ML//neural network//loss landscape//blessing of dimensionality

The counterintuitive finding that as neural networks grow larger (more parameters, more dimensions in the loss landscape), optimization gets *easier*, not harder. From any random starting point, there is almost certainly a local path to a good minimum nearby.


The counterintuitive finding that as neural networks grow larger (more parameters, more dimensions in the loss landscape), optimization gets easier, not harder. From any random starting point, there is almost certainly a local path to a good minimum nearby.

The intuition: in an overparameterized network (millions of parameters, thousands of data points), the set of weight configurations that interpolate the training data is enormous. The "needles in the haystack" are so numerous that it is hard not to land near one. Gradient descent only needs to find a nearby solution, and high dimensionality guarantees there is one close.

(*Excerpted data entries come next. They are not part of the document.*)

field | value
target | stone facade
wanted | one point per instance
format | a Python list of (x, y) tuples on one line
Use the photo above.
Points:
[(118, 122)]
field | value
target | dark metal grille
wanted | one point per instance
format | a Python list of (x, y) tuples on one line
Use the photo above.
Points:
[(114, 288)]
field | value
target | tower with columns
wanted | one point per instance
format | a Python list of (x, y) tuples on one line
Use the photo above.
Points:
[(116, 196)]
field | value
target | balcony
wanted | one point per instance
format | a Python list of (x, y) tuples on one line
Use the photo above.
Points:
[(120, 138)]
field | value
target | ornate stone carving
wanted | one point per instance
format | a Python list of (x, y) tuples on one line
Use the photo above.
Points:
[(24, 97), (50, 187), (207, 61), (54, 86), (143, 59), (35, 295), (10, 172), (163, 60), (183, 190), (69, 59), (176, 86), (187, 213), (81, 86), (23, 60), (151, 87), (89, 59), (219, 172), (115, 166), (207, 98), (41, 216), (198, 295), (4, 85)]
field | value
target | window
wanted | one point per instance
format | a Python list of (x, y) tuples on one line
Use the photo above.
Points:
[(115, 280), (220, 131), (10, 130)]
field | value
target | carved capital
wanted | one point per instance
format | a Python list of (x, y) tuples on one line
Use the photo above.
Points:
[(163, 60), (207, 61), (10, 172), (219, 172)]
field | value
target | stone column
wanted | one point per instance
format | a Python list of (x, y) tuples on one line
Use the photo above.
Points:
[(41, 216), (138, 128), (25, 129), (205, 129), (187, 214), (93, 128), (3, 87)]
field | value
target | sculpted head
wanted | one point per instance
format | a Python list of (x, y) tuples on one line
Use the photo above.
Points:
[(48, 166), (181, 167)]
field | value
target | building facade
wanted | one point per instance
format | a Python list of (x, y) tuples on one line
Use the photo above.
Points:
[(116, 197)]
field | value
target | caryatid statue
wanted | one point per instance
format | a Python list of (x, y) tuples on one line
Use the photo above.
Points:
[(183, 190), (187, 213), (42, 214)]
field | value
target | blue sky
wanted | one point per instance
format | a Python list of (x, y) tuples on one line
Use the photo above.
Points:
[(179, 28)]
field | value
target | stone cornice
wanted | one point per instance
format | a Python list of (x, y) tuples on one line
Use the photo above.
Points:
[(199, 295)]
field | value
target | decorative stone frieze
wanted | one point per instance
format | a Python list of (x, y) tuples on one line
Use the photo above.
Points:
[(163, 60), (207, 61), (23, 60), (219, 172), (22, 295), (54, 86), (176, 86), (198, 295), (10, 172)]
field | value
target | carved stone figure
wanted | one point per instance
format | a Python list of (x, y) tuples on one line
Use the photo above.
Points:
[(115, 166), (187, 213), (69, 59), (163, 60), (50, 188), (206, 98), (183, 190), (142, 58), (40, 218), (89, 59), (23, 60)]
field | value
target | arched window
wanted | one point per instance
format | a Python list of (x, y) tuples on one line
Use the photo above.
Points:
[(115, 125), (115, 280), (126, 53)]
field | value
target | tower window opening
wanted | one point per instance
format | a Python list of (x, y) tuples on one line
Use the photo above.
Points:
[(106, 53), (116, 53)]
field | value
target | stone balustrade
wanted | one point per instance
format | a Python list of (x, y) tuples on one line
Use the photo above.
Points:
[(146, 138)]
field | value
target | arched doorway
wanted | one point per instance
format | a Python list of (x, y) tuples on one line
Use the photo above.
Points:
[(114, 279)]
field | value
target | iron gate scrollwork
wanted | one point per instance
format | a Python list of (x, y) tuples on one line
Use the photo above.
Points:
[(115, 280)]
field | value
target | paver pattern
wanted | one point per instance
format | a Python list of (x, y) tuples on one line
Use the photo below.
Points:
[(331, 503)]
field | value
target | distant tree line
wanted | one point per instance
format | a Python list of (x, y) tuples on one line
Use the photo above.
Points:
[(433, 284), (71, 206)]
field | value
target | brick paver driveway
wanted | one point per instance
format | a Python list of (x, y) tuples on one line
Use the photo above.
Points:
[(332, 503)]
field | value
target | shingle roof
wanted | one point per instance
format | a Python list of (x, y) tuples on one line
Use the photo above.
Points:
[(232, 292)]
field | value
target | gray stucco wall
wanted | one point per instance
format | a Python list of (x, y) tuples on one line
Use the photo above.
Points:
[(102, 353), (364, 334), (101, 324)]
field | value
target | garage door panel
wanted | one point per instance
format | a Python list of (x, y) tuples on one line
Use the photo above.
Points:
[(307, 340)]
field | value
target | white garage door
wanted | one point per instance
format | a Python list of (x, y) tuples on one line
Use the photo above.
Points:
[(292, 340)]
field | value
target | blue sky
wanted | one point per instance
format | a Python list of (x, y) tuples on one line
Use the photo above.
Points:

Babak Hassibi (Caltech) formalizes this: the larger the network, the larger the subspace of good solutions, and the more likely any random initialization is close to one. This explains why overparameterized networks generalize instead of overfitting (they should overfit in theory; in practice, the geometry of the high-dimensional space prevents it, especially when combined with implicit regularization from SGD).

The opposite is the curse of dimensionality, which applies to data (more dimensions make data sparse) rather than to the weight space of neural networks.